Mon estomac commençait à se soulever. L’anxiété. Je fermai les yeux et cherchai à me détendre, mais la nausée empira. Sous mes pieds, le sol se fit caoutchouteux, instable. Je basculai d’un côté puis me redressai, jetant des coups d’œil alentour pour m’assurer que personne n’avait rien vu. Mon corps se redressa d’un coup, soudain tendu, inquiet. Je regardai autour de moi mais ne vis rien qui sorte de l’ordinaire. Quand je me tournai pour regarder derrière moi, j’éprouvai un vertige passager. Puis tout devint noir.
Un homme d’âge moyen me rattrapa dans ma chute. Du moins, je le suppose. D’abord j’étais debout sur le trottoir en proie au vertige, l’instant d’après j’étais penchée en arrière, levant les yeux vers le visage inquiet d’un inconnu. Mon sauveteur et son épouse me conduisirent jusqu’à un banc et m’aidèrent à m’asseoir. Je marmonnai que j’avais sauté le petit déjeuner. Ils s’assurèrent que tout allait bien, me firent promettre de manger quelque chose et de rester à l’écart du soleil, puis se remirent en marche à contrecœur.
Je rentrai dans le bâtiment et montai la garde devant les portes. Il s’était écoulé un quart d’heure depuis le coup de fil de Clay. Il allait arriver d’un instant à l’autre. Mon estomac se soulevait toujours. C’était incontestablement l’effet de l’anxiété, mais je ne parvenais pas à l’attribuer à une cause. Bien sûr, j’étais prise de vertige suite à la demande de Philip et je n’avais pas vraiment envie de parler à Clay, mais l’anxiété ne semblait curieusement liée à aucun de ces facteurs. Elle flottait là, étrangement lointaine, déconnectée.
Je me concentrai de nouveau sur Clay. Il avait promis de ne pas me jouer de sales tours. Cette promesse ne durerait que tant qu’il parvenait à ses fins. Si je décidais d’épouser Philip ou même de rester avec lui, Clay allait piquer une crise, incontrôlable, toutes promesses oubliées.

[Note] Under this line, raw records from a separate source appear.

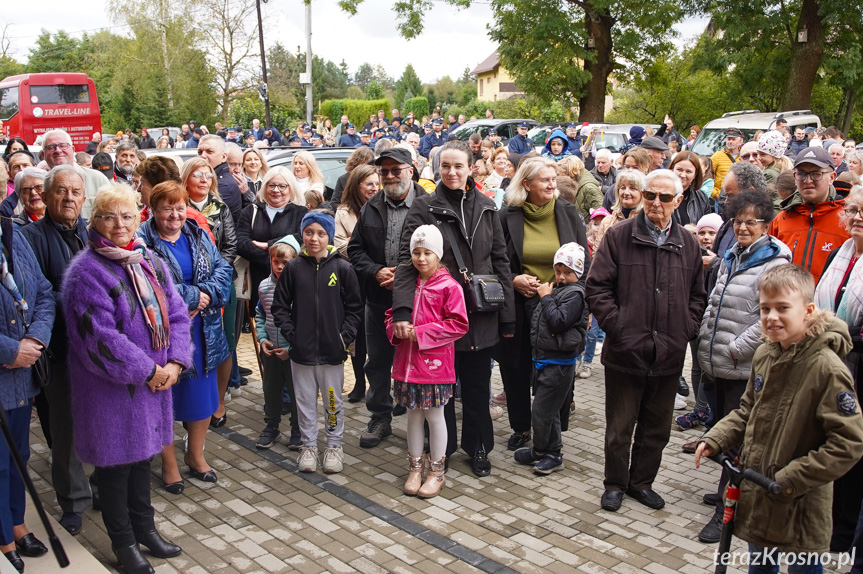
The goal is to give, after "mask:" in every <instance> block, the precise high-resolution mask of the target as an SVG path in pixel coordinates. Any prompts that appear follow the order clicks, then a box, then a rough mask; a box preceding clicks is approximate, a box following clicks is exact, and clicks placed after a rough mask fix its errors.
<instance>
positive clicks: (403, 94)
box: [395, 64, 423, 107]
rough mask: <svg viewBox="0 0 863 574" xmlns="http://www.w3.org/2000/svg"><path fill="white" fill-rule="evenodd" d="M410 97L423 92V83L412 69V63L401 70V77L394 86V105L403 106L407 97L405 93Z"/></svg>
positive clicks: (416, 95) (422, 92)
mask: <svg viewBox="0 0 863 574" xmlns="http://www.w3.org/2000/svg"><path fill="white" fill-rule="evenodd" d="M408 93H410V94H411V96H410V97H414V96H420V95H422V93H423V84H422V82H421V81H420V78H419V76H417V73H416V70H414V67H413V64H408V65H407V66H406V67H405V71H404V72H402V77H401V78H399V79H398V81H397V82H396V87H395V100H396V106H399V107H400V106H403V105H404V102H405V100H406V99H407V94H408Z"/></svg>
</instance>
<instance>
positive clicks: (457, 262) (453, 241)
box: [441, 221, 470, 283]
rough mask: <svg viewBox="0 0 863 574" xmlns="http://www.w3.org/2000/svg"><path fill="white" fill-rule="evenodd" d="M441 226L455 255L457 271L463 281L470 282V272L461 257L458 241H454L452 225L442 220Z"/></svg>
mask: <svg viewBox="0 0 863 574" xmlns="http://www.w3.org/2000/svg"><path fill="white" fill-rule="evenodd" d="M441 227H443V230H444V233H446V238H447V240H449V244H450V245H451V246H452V252H453V255H455V262H456V264H458V272H459V273H461V274H462V276H463V277H464V282H465V283H470V274H469V273H468V270H467V266H466V265H465V264H464V259H462V257H461V249H459V248H458V243H456V241H455V235H453V232H452V226H451V225H450V224H449V221H443V222H442V225H441Z"/></svg>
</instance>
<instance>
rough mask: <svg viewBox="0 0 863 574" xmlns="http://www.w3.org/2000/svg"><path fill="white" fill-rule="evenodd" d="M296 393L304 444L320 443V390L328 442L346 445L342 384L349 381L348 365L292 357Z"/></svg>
mask: <svg viewBox="0 0 863 574" xmlns="http://www.w3.org/2000/svg"><path fill="white" fill-rule="evenodd" d="M291 371H292V372H293V375H294V394H295V395H296V399H297V419H298V421H299V423H300V435H301V436H302V439H303V446H307V447H312V446H317V444H318V391H320V393H321V396H322V397H323V400H324V430H325V431H326V433H327V446H329V447H332V446H342V435H343V434H344V431H345V415H344V411H343V410H342V388H343V387H344V384H345V366H344V365H298V364H297V363H295V362H294V361H291Z"/></svg>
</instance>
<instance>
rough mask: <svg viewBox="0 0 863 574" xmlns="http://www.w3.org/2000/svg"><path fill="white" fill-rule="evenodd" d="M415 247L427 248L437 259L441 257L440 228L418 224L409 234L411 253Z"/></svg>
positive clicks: (426, 225) (441, 246)
mask: <svg viewBox="0 0 863 574" xmlns="http://www.w3.org/2000/svg"><path fill="white" fill-rule="evenodd" d="M417 247H422V248H424V249H428V250H429V251H431V252H432V253H434V254H435V255H437V256H438V259H443V235H441V234H440V230H439V229H438V228H437V227H435V226H434V225H420V226H419V227H417V228H416V230H415V231H414V234H413V235H411V253H413V252H414V249H416V248H417Z"/></svg>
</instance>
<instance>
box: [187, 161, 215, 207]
mask: <svg viewBox="0 0 863 574" xmlns="http://www.w3.org/2000/svg"><path fill="white" fill-rule="evenodd" d="M201 167H206V168H207V170H208V171H209V172H210V173H212V174H213V178H212V179H211V180H210V190H209V193H212V194H213V196H214V197H215V198H216V199H218V200H219V201H222V198H221V197H220V196H219V180H218V179H217V178H216V172H215V171H213V168H212V167H210V162H208V161H207V160H205V159H203V158H200V157H195V158H192V159H190V160H188V161H186V163H184V164H183V171H182V172H180V182H182V184H183V187H185V188H186V191H189V186H188V183H189V178H190V177H192V174H193V173H195V171H197V170H198V169H199V168H201ZM189 197H191V194H189Z"/></svg>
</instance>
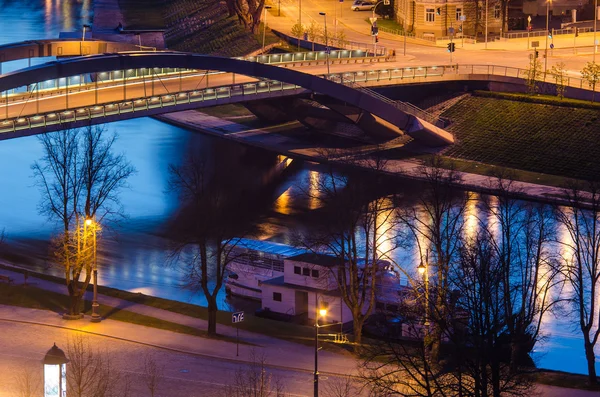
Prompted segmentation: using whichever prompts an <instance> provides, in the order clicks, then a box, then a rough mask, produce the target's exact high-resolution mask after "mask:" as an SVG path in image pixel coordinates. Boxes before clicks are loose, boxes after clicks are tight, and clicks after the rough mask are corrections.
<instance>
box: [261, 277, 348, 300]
mask: <svg viewBox="0 0 600 397" xmlns="http://www.w3.org/2000/svg"><path fill="white" fill-rule="evenodd" d="M263 284H266V285H274V286H277V287H282V288H285V289H293V290H296V291H308V292H317V293H319V294H322V295H327V296H340V295H341V294H340V290H339V288H335V289H331V290H326V289H322V288H315V287H308V286H306V285H298V284H291V283H286V282H285V281H284V279H283V276H279V277H275V278H271V279H269V280H265V281H261V282H260V285H263Z"/></svg>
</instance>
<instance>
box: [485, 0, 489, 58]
mask: <svg viewBox="0 0 600 397" xmlns="http://www.w3.org/2000/svg"><path fill="white" fill-rule="evenodd" d="M488 11H489V10H488V5H487V0H485V49H486V50H487V14H488Z"/></svg>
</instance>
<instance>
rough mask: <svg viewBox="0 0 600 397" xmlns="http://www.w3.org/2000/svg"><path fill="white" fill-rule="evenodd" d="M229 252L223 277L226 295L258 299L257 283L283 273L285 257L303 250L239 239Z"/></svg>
mask: <svg viewBox="0 0 600 397" xmlns="http://www.w3.org/2000/svg"><path fill="white" fill-rule="evenodd" d="M232 244H235V246H234V247H233V248H232V250H231V253H230V255H229V260H230V263H229V264H228V265H227V269H228V270H229V276H228V277H227V279H226V280H225V291H226V292H227V293H228V294H231V295H236V296H242V297H246V298H252V299H258V300H260V299H261V286H260V283H261V282H262V281H265V280H269V279H272V278H276V277H279V276H283V269H284V266H283V261H284V259H285V258H288V257H291V256H295V255H299V254H302V253H304V252H306V251H305V250H303V249H300V248H295V247H292V246H289V245H285V244H280V243H273V242H270V241H260V240H252V239H246V238H239V239H236V240H235V241H233V242H232Z"/></svg>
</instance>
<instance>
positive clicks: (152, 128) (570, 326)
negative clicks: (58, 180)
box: [0, 0, 600, 373]
mask: <svg viewBox="0 0 600 397" xmlns="http://www.w3.org/2000/svg"><path fill="white" fill-rule="evenodd" d="M91 10H92V2H91V0H80V1H74V0H71V1H64V0H45V1H43V0H29V1H17V0H8V1H7V0H0V44H5V43H11V42H19V41H23V40H31V39H40V38H54V37H58V34H59V32H61V31H74V30H81V26H82V24H84V23H90V22H91V19H92V16H91V12H92V11H91ZM42 61H43V60H38V61H34V62H33V63H37V62H42ZM24 66H26V64H25V63H23V62H21V63H10V64H4V65H2V67H3V69H2V71H3V72H6V71H9V70H14V69H17V68H20V67H24ZM108 128H109V129H110V130H112V131H116V132H117V133H118V135H119V139H118V141H117V143H116V151H117V152H120V153H124V154H125V155H126V157H127V159H128V160H129V161H130V162H131V163H132V164H133V165H134V166H135V168H136V169H137V173H136V174H135V175H134V176H133V177H132V178H131V179H130V180H129V185H130V186H129V188H128V189H126V190H124V191H123V192H122V194H121V203H122V205H123V210H124V213H125V214H127V215H128V218H127V219H126V220H124V221H123V222H121V223H120V224H118V225H114V226H113V228H112V229H111V230H106V231H105V235H106V239H105V240H106V241H110V243H105V245H104V246H102V247H101V249H100V265H99V278H100V284H103V285H109V286H111V287H115V288H120V289H126V290H129V291H136V292H142V293H145V294H148V295H156V296H161V297H164V298H169V299H175V300H181V301H186V302H192V303H196V304H200V305H202V304H205V300H204V298H203V297H202V295H201V294H199V293H196V292H194V291H189V290H185V289H182V288H181V285H182V283H183V282H184V280H185V272H183V271H182V270H181V267H182V266H183V265H182V263H183V262H184V260H179V261H178V260H173V259H172V258H170V257H169V252H170V251H169V249H168V246H167V241H165V240H164V239H162V238H160V237H158V236H157V235H156V233H155V232H156V231H158V230H161V229H162V228H163V227H164V225H165V224H166V223H167V222H168V221H169V220H171V219H172V217H173V216H174V215H175V213H176V211H177V209H178V207H179V202H178V198H177V196H176V194H175V193H173V192H172V191H171V190H170V189H169V184H168V180H169V172H168V167H169V165H170V164H174V165H177V164H180V163H181V161H182V159H183V158H184V156H185V155H186V154H187V152H188V150H189V148H190V147H198V146H200V147H203V148H204V152H206V153H210V155H209V156H212V158H213V159H218V160H219V162H218V164H221V165H222V166H223V167H242V168H244V169H245V168H247V167H254V168H255V169H256V170H257V173H260V172H264V173H268V171H269V166H272V165H273V164H274V163H275V160H276V157H275V156H274V155H272V154H268V153H265V152H262V151H258V150H250V149H244V148H240V147H239V146H236V145H232V144H230V143H224V142H221V141H216V140H215V139H213V138H209V137H205V136H202V135H200V134H198V133H193V132H189V131H186V130H184V129H181V128H178V127H174V126H171V125H168V124H165V123H161V122H159V121H156V120H154V119H150V118H144V119H136V120H130V121H123V122H118V123H112V124H110V125H108ZM41 155H42V150H41V146H40V144H39V143H38V141H37V139H36V138H35V137H26V138H20V139H13V140H8V141H1V142H0V170H1V171H0V228H1V227H4V228H5V233H6V237H7V240H8V241H7V242H8V243H9V244H11V245H18V244H35V243H36V242H39V241H47V240H48V239H49V238H50V236H51V235H52V233H53V232H54V231H56V230H57V229H56V225H54V224H52V223H50V222H48V221H47V219H46V218H45V216H43V215H41V214H39V211H38V205H39V202H40V194H39V192H38V188H37V187H36V186H35V184H34V180H33V179H32V171H31V165H32V163H33V162H34V161H36V160H38V159H39V158H40V157H41ZM265 159H266V160H265ZM234 171H235V170H234ZM320 177H321V176H320V174H319V171H318V168H313V167H311V166H306V165H303V166H302V167H301V168H300V169H298V170H297V171H295V172H290V173H288V174H287V175H285V176H284V177H283V178H281V179H280V180H277V181H275V182H272V183H269V184H268V185H267V186H266V187H265V190H266V192H264V191H263V192H261V193H260V194H258V193H257V195H256V196H255V197H253V198H252V199H254V200H261V204H262V208H264V211H263V213H262V214H261V215H262V217H261V219H260V221H257V222H259V223H260V224H259V225H258V226H260V231H259V233H258V234H256V237H258V238H261V239H265V238H268V239H271V240H273V241H278V242H283V243H289V242H290V238H291V237H290V230H291V229H296V230H298V229H302V228H306V227H305V226H303V225H302V224H301V222H300V221H298V220H297V219H296V218H295V215H296V214H300V213H303V212H305V211H309V210H311V209H314V203H313V202H312V201H311V200H310V199H307V198H306V197H305V196H304V195H303V194H302V191H303V190H306V189H310V187H311V186H313V185H314V183H315V181H316V180H318V178H320ZM232 183H235V181H232ZM113 232H114V233H113ZM35 246H36V247H38V249H39V245H35ZM26 247H28V246H27V245H26ZM398 257H399V258H400V260H401V261H403V262H405V263H411V261H412V263H416V262H414V257H413V255H411V254H410V253H399V254H398ZM46 271H48V272H55V273H56V274H58V273H59V272H58V271H57V270H53V269H46ZM219 307H220V308H221V309H225V310H232V309H246V310H252V309H253V308H254V307H255V304H252V303H248V302H246V301H241V300H229V299H227V298H226V297H225V295H224V294H221V295H220V299H219ZM571 323H572V321H569V320H568V319H566V318H560V319H558V318H554V317H548V318H547V319H546V321H545V324H544V329H545V333H546V335H547V336H548V338H547V339H546V340H545V341H544V342H543V343H540V344H539V346H538V347H537V351H536V352H535V354H534V358H535V359H536V361H537V363H538V365H539V366H540V367H543V368H549V369H556V370H564V371H569V372H578V373H585V372H586V364H585V357H584V353H583V344H582V342H581V338H580V337H578V336H577V333H576V332H574V331H573V326H572V325H571ZM599 353H600V351H599Z"/></svg>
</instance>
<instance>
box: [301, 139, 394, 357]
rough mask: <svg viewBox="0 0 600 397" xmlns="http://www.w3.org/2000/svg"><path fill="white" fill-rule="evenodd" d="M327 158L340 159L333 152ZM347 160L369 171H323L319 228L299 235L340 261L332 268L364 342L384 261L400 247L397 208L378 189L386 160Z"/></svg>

Je le savais mais, à ma grande surprise, je ne m’inquiétais pas de ce qu’il ferait. Après toutes ces années, je connaissais si bien ses ruses qu’elles ne marchaient plus sur moi. Quoi qu’il tente, je pouvais l’anticiper. Je me tiendrais prête. Il m’avait dit la veille que je devais faire un choix. Il avait raison. Je le devais. Je n’allais pas le laisser choisir pour moi.
Quelque part, une horloge sonna onze coups. Je vérifiai que ma montre affichait la bonne heure. Oui, il était bien 11 heures. Clay avait appelé à 10 h 35. L’anxiété refit surface. Ne sois pas idiote, me dis-je. Vingt-cinq minutes, ça n’avait rien d’extravagant. Peut-être qu’il n’avait pu se résoudre à prendre le métro et avait donc préféré marcher. Il y a un problème, me chuchota la petite voix de tout à l’heure. Non, lui répondis-je. Tout va bien.
J’attendis encore dix minutes. L’anxiété empirait et mon estomac se retournait à présent. Je devais y aller. Rentrer chez moi.